Refresh Metadata Taking Ling Time

Hi, I’m very interested in this too. My team always used an attached disk storage (EBS on AWS) as data source but our goal is to move to S3 as data grow. We have now almost 400 GB of parquet partitioned data and yes, the problem you noticed is one of the biggest problems we are facing and is preventing us to move toward S3 with Dremio. If the data source is the disk, then the metadata refresh takes just a few seconds, but if we use S3 it takes 15 to 20 minutes (same data replicated on S3). Our case is even worse, since the data is updated asynchronously by other processes and can change very quickly. We also want to read the new data after a few minutes and this is not possible giving the metadata refresh delay (and during metadata refresh you should not write/read data…).
Things become weird when you modify or delete a file that already exists… Dremio by default caches locally the data from S3 so you keep getting old data from your query even if the data has been updated or removed, until you run a refresh metadata. You can of course disable the caching but this solves only the updated data case, if you delete a file from the collection you must refresh metadata as soon as possible to be sure that Dremio does not fail with a “NoSuchKeyException” when attempting to read the source object.
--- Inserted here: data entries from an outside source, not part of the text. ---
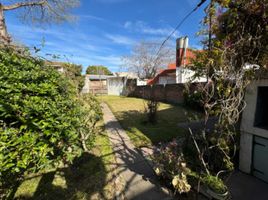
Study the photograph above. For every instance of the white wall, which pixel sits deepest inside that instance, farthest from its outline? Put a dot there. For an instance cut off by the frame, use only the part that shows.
(184, 75)
(166, 80)
(115, 85)
(85, 89)
(248, 130)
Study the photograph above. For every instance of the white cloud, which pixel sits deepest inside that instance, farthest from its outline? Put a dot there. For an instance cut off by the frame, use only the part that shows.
(91, 17)
(119, 39)
(111, 1)
(140, 26)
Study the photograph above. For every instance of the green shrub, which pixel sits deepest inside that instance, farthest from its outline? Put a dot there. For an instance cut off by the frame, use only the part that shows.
(41, 118)
(171, 166)
(214, 183)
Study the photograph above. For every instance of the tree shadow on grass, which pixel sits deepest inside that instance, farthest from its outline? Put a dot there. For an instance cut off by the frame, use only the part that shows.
(164, 130)
(81, 180)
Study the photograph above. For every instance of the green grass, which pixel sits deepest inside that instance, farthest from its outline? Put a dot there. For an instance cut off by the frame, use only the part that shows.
(130, 114)
(88, 178)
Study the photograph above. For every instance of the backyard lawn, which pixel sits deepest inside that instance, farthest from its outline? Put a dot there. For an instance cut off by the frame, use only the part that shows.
(89, 177)
(130, 114)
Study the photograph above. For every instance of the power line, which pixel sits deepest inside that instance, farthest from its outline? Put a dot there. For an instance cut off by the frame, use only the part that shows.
(178, 26)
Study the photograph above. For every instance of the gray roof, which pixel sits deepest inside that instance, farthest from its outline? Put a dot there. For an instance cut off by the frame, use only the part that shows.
(98, 77)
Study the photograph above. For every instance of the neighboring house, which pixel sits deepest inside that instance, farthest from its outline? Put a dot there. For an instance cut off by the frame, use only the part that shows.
(95, 84)
(59, 66)
(121, 83)
(253, 157)
(178, 72)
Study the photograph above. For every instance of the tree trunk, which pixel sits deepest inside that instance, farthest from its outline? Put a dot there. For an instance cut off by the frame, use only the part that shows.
(4, 37)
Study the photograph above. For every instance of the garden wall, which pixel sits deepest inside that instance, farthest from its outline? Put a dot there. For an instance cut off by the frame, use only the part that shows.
(170, 93)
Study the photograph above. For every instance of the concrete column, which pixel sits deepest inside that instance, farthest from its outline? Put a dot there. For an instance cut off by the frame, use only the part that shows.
(245, 154)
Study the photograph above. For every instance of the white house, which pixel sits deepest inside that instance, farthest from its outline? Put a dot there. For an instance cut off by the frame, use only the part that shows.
(254, 131)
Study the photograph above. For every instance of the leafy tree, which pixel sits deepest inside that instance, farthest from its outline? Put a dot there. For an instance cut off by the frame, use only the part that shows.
(35, 11)
(73, 72)
(237, 43)
(98, 69)
(42, 121)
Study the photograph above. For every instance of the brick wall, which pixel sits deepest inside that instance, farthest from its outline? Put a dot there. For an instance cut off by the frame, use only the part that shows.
(170, 93)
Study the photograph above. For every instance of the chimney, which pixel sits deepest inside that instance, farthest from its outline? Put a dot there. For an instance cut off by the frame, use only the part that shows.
(181, 49)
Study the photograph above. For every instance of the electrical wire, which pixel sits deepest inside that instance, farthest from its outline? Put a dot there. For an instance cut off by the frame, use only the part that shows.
(178, 26)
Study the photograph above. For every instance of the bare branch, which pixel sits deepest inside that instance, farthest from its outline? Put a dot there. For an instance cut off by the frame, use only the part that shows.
(24, 4)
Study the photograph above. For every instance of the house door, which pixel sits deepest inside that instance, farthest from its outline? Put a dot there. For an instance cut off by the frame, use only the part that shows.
(260, 158)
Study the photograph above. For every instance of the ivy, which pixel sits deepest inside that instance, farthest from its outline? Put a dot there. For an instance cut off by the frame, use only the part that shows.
(41, 118)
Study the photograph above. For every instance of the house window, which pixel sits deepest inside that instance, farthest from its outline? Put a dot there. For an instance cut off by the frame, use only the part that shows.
(261, 114)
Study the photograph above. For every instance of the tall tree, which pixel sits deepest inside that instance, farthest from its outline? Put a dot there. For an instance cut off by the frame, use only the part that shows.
(35, 11)
(146, 59)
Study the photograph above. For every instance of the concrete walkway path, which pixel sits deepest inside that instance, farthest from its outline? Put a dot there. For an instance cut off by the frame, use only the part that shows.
(139, 179)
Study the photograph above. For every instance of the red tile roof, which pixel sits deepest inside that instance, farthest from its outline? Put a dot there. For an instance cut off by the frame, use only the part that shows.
(190, 54)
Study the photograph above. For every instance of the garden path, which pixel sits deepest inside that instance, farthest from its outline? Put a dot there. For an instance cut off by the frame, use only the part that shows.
(138, 177)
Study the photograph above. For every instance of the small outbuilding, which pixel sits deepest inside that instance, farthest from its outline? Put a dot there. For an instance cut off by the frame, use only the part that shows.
(121, 84)
(95, 84)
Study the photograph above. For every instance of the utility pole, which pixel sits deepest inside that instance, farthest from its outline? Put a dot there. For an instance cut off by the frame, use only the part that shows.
(210, 68)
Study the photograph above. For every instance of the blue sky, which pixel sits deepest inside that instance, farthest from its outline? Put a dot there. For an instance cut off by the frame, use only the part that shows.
(106, 30)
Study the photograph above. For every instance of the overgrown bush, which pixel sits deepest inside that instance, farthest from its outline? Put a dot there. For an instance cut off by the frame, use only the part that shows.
(171, 166)
(42, 119)
(193, 99)
(214, 183)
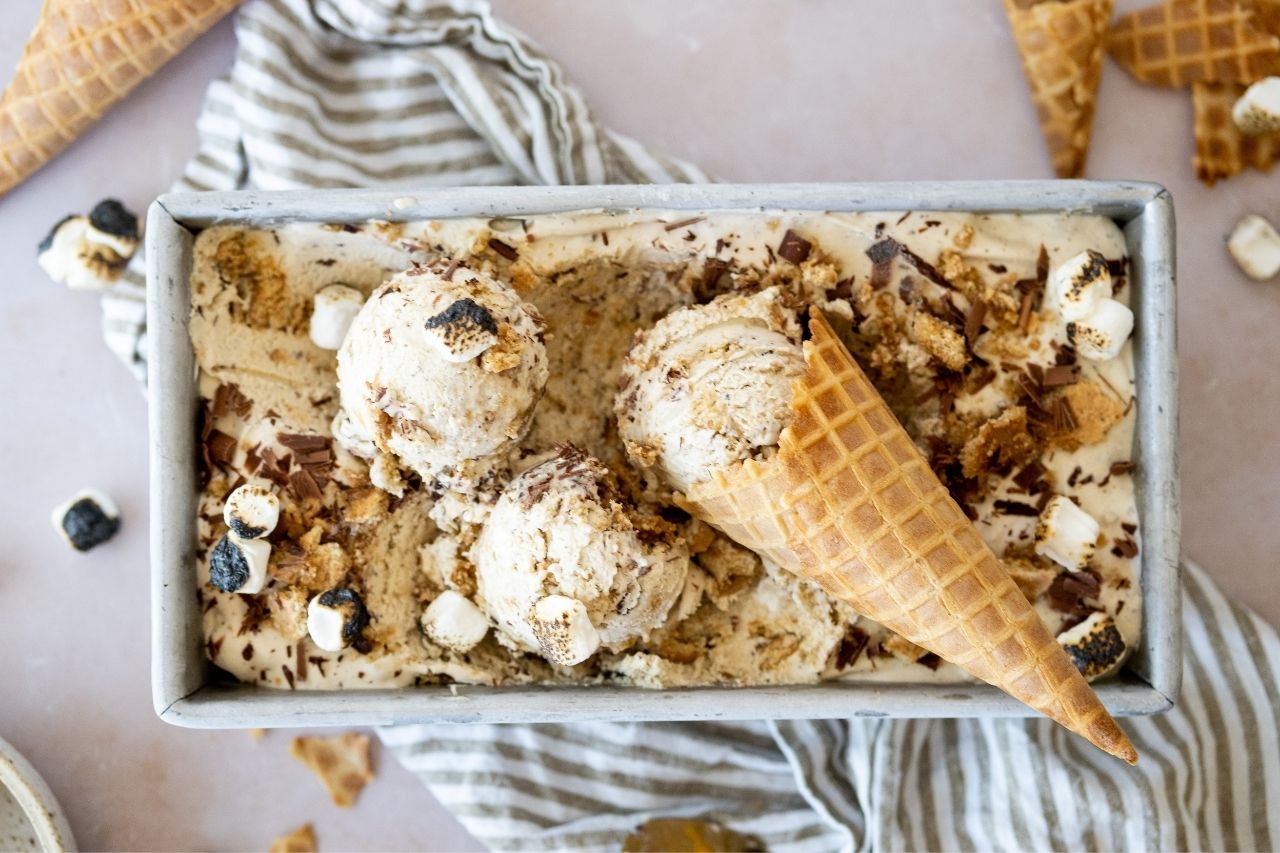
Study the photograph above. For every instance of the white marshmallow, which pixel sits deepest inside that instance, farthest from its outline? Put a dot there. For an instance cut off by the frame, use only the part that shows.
(1258, 109)
(1102, 333)
(324, 625)
(1256, 246)
(563, 629)
(1065, 533)
(453, 621)
(251, 511)
(333, 310)
(240, 565)
(1095, 646)
(1079, 284)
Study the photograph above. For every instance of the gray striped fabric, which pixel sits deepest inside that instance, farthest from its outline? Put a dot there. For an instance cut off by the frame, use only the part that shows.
(421, 92)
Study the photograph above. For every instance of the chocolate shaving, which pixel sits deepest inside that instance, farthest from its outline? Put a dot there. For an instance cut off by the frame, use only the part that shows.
(1061, 374)
(973, 320)
(305, 486)
(682, 223)
(1069, 589)
(850, 647)
(1015, 507)
(222, 447)
(503, 249)
(794, 247)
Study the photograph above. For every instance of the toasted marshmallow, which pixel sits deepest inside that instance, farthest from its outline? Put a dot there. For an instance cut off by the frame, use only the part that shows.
(251, 511)
(1079, 284)
(336, 619)
(563, 629)
(462, 331)
(1095, 646)
(332, 313)
(240, 565)
(1258, 109)
(90, 252)
(1256, 246)
(87, 520)
(1102, 333)
(1065, 533)
(453, 621)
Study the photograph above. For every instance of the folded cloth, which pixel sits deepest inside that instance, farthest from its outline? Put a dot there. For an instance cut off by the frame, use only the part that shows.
(420, 94)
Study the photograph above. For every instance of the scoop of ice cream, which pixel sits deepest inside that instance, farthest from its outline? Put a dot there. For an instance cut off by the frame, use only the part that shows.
(709, 384)
(563, 565)
(439, 374)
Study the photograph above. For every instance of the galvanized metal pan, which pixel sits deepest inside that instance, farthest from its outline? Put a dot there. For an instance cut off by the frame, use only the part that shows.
(184, 688)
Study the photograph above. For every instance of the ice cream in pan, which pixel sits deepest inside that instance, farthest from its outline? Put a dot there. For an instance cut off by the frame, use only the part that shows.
(490, 479)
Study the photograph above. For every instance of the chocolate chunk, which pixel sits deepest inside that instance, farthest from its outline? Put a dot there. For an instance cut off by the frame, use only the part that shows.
(1015, 507)
(87, 524)
(794, 247)
(112, 218)
(850, 647)
(1069, 589)
(503, 249)
(466, 311)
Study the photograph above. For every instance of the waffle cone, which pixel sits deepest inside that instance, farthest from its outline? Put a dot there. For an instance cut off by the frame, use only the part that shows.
(1221, 150)
(1185, 41)
(1061, 45)
(850, 503)
(82, 58)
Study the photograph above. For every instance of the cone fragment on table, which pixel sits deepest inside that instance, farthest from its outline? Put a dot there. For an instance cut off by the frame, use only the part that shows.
(1061, 46)
(849, 502)
(82, 58)
(1184, 41)
(1221, 150)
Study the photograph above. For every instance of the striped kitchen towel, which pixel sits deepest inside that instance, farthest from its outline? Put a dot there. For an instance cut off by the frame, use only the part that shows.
(423, 92)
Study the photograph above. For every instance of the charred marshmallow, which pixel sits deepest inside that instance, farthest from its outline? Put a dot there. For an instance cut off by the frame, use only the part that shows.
(1095, 646)
(1257, 112)
(333, 310)
(251, 511)
(563, 629)
(90, 252)
(87, 520)
(336, 619)
(240, 565)
(1065, 533)
(1256, 246)
(462, 331)
(1080, 283)
(1102, 333)
(452, 620)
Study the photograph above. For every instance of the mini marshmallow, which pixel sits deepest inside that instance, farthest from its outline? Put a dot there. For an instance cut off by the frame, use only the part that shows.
(1257, 112)
(1102, 333)
(87, 520)
(563, 629)
(1065, 533)
(1095, 646)
(1079, 284)
(1256, 246)
(336, 619)
(251, 511)
(462, 331)
(453, 621)
(333, 310)
(240, 565)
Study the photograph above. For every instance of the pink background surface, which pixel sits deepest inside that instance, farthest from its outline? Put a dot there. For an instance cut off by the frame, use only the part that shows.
(753, 90)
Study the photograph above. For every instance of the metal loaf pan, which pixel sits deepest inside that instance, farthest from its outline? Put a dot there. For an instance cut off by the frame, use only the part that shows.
(186, 694)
I think that the functionality that Dremio is really missing is a procedure to tell the metastore what single files in the collection have been updated or removed (please someone tell me if such procedure already exists). I saw this available in other engines like PrestoSQL that we found also more resilient and coherent to data updates not showing the problems listed before (we are reconsidering it right now…). Funny thing is… yesterday I read a Dremio-Presto comparison (edited by Dremio) and Dremio seems indeed faster in many ways, but I wonder if all the caching and the strict metadata handling have a part in defining this performance difference.